When a workflow completes, the result includes:

  • Overall success/failure status and whether it was cancelled.
  • Per-step results with stdout, stderr, exit code, and elapsed time.
  • Aggregate counts: succeeded, failed, and skipped steps.
  • Total elapsed time for the entire run.

Results are logged to the automation history database (capped at 500 entries) and can be viewed in the Automation History screen.

Open the Workflows screen from Settings or the Automation section. Tap the play button on any workflow to start it. While running, a progress indicator shows the current step. Tap cancel to stop execution after the current step finishes.

zestssh://workflow?name=Deploy+Production&key=YOUR_API_KEY

Or by workflow ID:

zestssh://workflow?id=abc123-def456&key=YOUR_API_KEY

The workflow is looked up by name (case-insensitive) or UUID. An API key is required.

Action: com.affluentlabs.zestssh.WORKFLOW
Extras:
key=YOUR_API_KEY
workflow_name=Deploy Production

Workflows can be triggered through the URL scheme by creating a Shortcut that opens the zestssh://workflow URL.

On Android, use the task scheduler to run a workflow on a recurring interval. See Scheduled Tasks.

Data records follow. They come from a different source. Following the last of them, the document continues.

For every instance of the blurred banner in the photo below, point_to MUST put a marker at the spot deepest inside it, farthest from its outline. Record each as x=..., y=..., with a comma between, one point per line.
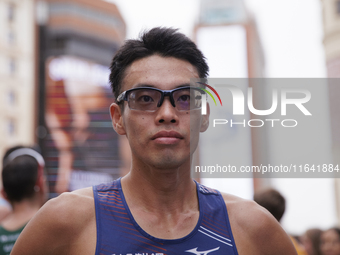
x=291, y=118
x=81, y=147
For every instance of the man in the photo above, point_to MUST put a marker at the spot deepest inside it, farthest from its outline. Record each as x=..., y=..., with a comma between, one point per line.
x=24, y=188
x=156, y=208
x=275, y=203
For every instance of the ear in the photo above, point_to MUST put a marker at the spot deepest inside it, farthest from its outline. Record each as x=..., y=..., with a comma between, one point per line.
x=205, y=120
x=3, y=194
x=117, y=119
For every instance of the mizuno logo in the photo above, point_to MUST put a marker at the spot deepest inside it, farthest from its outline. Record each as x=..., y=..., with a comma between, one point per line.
x=195, y=251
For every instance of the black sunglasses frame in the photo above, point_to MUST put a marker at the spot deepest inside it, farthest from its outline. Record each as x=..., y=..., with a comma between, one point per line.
x=124, y=95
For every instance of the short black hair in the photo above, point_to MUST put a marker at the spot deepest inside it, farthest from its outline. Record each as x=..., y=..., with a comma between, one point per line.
x=272, y=200
x=166, y=42
x=19, y=176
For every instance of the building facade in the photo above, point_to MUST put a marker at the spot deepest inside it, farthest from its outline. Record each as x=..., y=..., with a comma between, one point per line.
x=17, y=73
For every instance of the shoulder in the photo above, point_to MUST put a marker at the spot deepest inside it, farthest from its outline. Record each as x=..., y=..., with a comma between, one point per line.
x=69, y=207
x=59, y=224
x=255, y=230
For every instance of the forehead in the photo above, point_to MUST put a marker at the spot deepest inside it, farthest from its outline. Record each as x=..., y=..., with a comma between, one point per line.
x=160, y=72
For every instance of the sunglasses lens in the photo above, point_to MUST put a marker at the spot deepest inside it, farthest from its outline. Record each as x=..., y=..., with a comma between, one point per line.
x=144, y=99
x=187, y=99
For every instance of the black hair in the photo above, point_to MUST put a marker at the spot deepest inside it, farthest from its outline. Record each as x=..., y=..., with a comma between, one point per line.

Use the Automation Wizard to build workflows step by step, or create them directly from the Workflows screen:

  1. Tap New Workflow and enter a name and optional description.
  2. Add steps by choosing a type, selecting a connection (for execute/snippet), entering the command or snippet name, and setting the timeout and failure action.
  3. Reorder steps by dragging. Delete steps by swiping.
  4. Toggle notification preferences.
  5. Save the workflow.
  • Set the first step’s failure action to Abort if later steps depend on it.
  • Use Delay steps between deploy and verification to give services time to start.
  • Add a Notify step at the end so you get a push notification when the workflow finishes.
  • Keep timeouts generous for commands that may take variable time (database migrations, builds).
  • Test workflows manually before scheduling them.